Quand la perte devient un choc
"Lorsque j'ai appris la mort accidentelle de mon petit-fils, j'étais sous le choc. La réalité ne s'installait que progressivement, au moment de lui faire mes adieux. Organiser les obsèques est devenu un moyen de surmonter ma douleur, me permettant de partager des moments émouvants avec mes proches et d'honorer sa mémoire," raconte Catherine, 74 ans.
Dans ces moments de grande souffrance, notre esprit met en place des mécanismes de protection, tels que le déni. Cela peut aider à recontacter la réalité en affrontant le corps du défunt, un passage souvent difficile, mais nécessaire pour amorcer le processus de deuil. Cette expérience sensorielle, bien que déstabilisante, est souvent le premier pas vers l'acceptation.
Martine Spiesser, psychanalyste et spécialiste du deuil, souligne que l'organisation des obsèques permet de rendre hommage et facilite la connexion entre vivants pour mieux traverser cette épreuve collective.

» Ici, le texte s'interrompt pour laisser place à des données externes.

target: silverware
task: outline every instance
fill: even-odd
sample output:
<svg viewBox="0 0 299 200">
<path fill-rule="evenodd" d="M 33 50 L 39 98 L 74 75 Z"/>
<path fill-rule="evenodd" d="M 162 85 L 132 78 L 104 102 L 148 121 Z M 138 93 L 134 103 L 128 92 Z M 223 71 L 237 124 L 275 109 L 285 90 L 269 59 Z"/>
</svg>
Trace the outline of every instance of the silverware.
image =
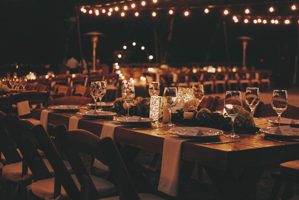
<svg viewBox="0 0 299 200">
<path fill-rule="evenodd" d="M 131 129 L 142 129 L 146 128 L 162 128 L 163 127 L 138 127 L 137 128 L 131 128 Z"/>
<path fill-rule="evenodd" d="M 258 131 L 257 132 L 256 132 L 255 133 L 255 133 L 255 135 L 256 135 L 257 136 L 257 137 L 258 137 L 258 138 L 260 139 L 269 139 L 269 140 L 273 140 L 273 141 L 278 142 L 283 142 L 283 143 L 285 143 L 286 142 L 284 142 L 284 141 L 280 141 L 280 140 L 276 140 L 275 139 L 273 139 L 273 138 L 271 138 L 263 137 L 260 134 L 260 132 L 259 131 Z"/>
<path fill-rule="evenodd" d="M 214 144 L 223 144 L 224 143 L 231 143 L 232 142 L 239 142 L 241 141 L 231 141 L 230 142 L 206 142 L 203 143 L 203 145 L 213 145 Z"/>
</svg>

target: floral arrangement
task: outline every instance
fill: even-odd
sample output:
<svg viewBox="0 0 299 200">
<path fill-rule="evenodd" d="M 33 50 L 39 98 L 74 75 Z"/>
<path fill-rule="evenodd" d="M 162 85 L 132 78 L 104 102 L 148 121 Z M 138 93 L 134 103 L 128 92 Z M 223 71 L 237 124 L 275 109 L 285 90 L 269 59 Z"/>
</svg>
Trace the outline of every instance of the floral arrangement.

Quand la relation était compliquée
"J'avais une relation tendue avec mon père, motif de conflits constants. Son décès m’a profondément affectée, bien plus que je ne l'avais anticipé. Les souvenirs amers ressurgissaient et j'ai ressenti un immense regret, comme un chantier inachevé," dévoile Elisabeth, 61 ans.
Une relation difficile complique souvent le processus de deuil en remettant en surface des émotions intenses comme la culpabilité et la colère. Martine Spiesser recommande de revisiter ces sentiments pour avancer. Cela peut se faire en dialogue avec le défunt, à travers des rituels d’expression, afin d’apaiser son cœur et d’accepter les émotions conflictuelles.
Quand les souvenirs persistent
"Un an après la mort de mon mari, j'éprouve toujours le besoin de parler de lui. Mes amis semblent lassés, souhaitant que je tourne la page. Comment oublier celui avec qui j'ai partagé ma vie pendant quarante ans? Cette attente de passer à autre chose m’épuise," confie Myriam, 66 ans.
Dans une société pressée, les endeuillés subissent souvent une pression pour aller de l’avant. Les professionnels de la santé mentale soulignent l'importance de pouvoir s'exprimer pour alléger la charge émotionnelle. Néanmoins, le soutien peut manquer dans son entourage. Rejoindre une association spécialisée peut offrir l'écoute nécessaire, car il n’y a pas de délai fixe pour faire son deuil. Chaque personne doit prendre le temps qu’elle juge nécessaire pour intégrer le souvenir de son proche sereinement.
(1): Martine Spiesser est l’auteure de Les traversées du deuil et du podcast Deuil et pleine conscience.